A final judgment of dismissal and compensation for arbitrary dismissal for not informing the worker of the termination of his contract
The rights of workers are varied and varied within the Egyptian labor law, since the provisions of the law are peremptory norms, in a more precise sense, it is not permissible to agree on violating or derogating from them. The labor law represents the minimum of the worker's rights, and the only case in which the rules may be violated. More or more benefit to the worker such as reducing the number of working hours or increase the number of days of the week.
In this regard, the Chamber of Labor issued 44 final judgments on the termination of the labor contract, which established and maintained the rights of the Egyptian worker, stating that the worker is not notified of the termination of employment contract in accordance with article 111 of the Labor Law, His entitlements determine that: "Any condition or agreement that contravenes the provisions of this law, even if it is previously in force, shall be null and void if it contains a derogation from the rights of the worker prescribed therein."
Judgment in the case of No. 2599 for the year 73 BC, issued under the chairmanship of Advisor Ashraf Baroudi, and the membership of advisers Tariq Tawil, Khairi Hassan and the secret secretariat of Imad Mounir.

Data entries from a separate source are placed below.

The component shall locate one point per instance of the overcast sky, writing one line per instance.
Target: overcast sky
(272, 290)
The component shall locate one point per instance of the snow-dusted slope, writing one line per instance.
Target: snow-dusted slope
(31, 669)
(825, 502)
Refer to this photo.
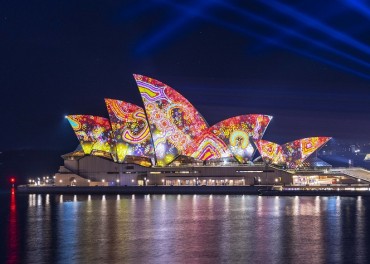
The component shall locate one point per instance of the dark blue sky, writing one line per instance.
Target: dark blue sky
(306, 63)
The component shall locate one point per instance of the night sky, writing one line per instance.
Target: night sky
(307, 63)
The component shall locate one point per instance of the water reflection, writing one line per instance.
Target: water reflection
(13, 231)
(187, 229)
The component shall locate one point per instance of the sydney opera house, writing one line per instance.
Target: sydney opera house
(168, 142)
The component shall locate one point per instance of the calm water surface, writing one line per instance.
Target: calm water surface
(183, 229)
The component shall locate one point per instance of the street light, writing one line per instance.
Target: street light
(12, 181)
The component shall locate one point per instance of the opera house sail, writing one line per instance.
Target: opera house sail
(169, 126)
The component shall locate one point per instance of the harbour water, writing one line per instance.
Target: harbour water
(45, 228)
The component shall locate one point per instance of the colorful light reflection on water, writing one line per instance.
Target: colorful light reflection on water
(185, 229)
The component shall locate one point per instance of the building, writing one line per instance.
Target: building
(168, 142)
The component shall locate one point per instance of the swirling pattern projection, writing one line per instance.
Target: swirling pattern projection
(174, 122)
(207, 147)
(130, 130)
(296, 152)
(238, 131)
(291, 154)
(270, 151)
(93, 132)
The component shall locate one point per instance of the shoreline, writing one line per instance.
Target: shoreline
(263, 190)
(252, 190)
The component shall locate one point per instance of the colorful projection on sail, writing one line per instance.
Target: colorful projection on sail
(93, 132)
(174, 122)
(291, 154)
(238, 131)
(207, 147)
(130, 130)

The facts of the lawsuit were that the appellant filed suit No. 2689 for the year 2013 workers, according to a newspaper filed the register of the book and declared a law to the defendants as they requested at the end of the ruling to oblige the defendant as they lead to the amount of 500 thousand pounds compensation materially and morally as a result of the damage suffered by On the basis of the claim that it has been working with the first defendant company since May 1, 2009 and as of May 2013 the second defendant company purchased the first respondent company, was surprised on 30 June 2013 by the tide Z's decision to issue them by separating them, prompting them to set up its case in order to eliminate them above his demands.
The plaintiff filed a lawsuit against her in the form of a memo in her defense that led to the nullity of her embezzlement resulting in duress of coercion and fraud to force her to sign on the distribution of profits. She also submitted five files of documents that were folded on the original certificate of experience and the discharge of a party stating the termination of her service and salary items for May 2013, 2658 pounds and the origin of a certificate stating that the plaintiff was working in the company and a photocopy of the work agreement and its parties the first defendant and the second – the General Union of Food Industry Workers and the administrative committee of the company's first respondent – a second party – and The second defendant company purchased all the assets of the defendant company first and agreed to limit the application of the agreement to workers under the age of 60 and the retention of the workers in the work of their rights and their material and in kind and the balance of their vacations, In accordance with the Collective Labor Convention and that it is not entitled to claim any other dues or compensation other than the waiver thereof.
The court said in the judgment: "On the subject of appeal, the appeals were the compensation for the arbitrary dismissal and the notice period, when the court referred the case to the investigation to prove that the signed statement of the appellant had been subjected to moral coercion. In doing so I listened to the confirmed witnesses and the court reassured them. Testified that the appellant was forced to sign the declaration in order to be able to receive her dues in the amounts owed to her according to the terms of the collective labor agreement concluded between the appellant, which she considers a coercion invalidates the declaration and has no productive effect on the appeal and And then the court heard it. "
According to the «court» – as it was – and the papers are free of notice to the appellant to terminate the contract of work pursuant to the text of Article 111 of the Labor Code and then the court considers the termination of the contract as previously declared illegal termination of compensation under the provisions of article 122 of the Labor Code The judge shall determine the amount of compensation for the arbitrary dismissal of 24000.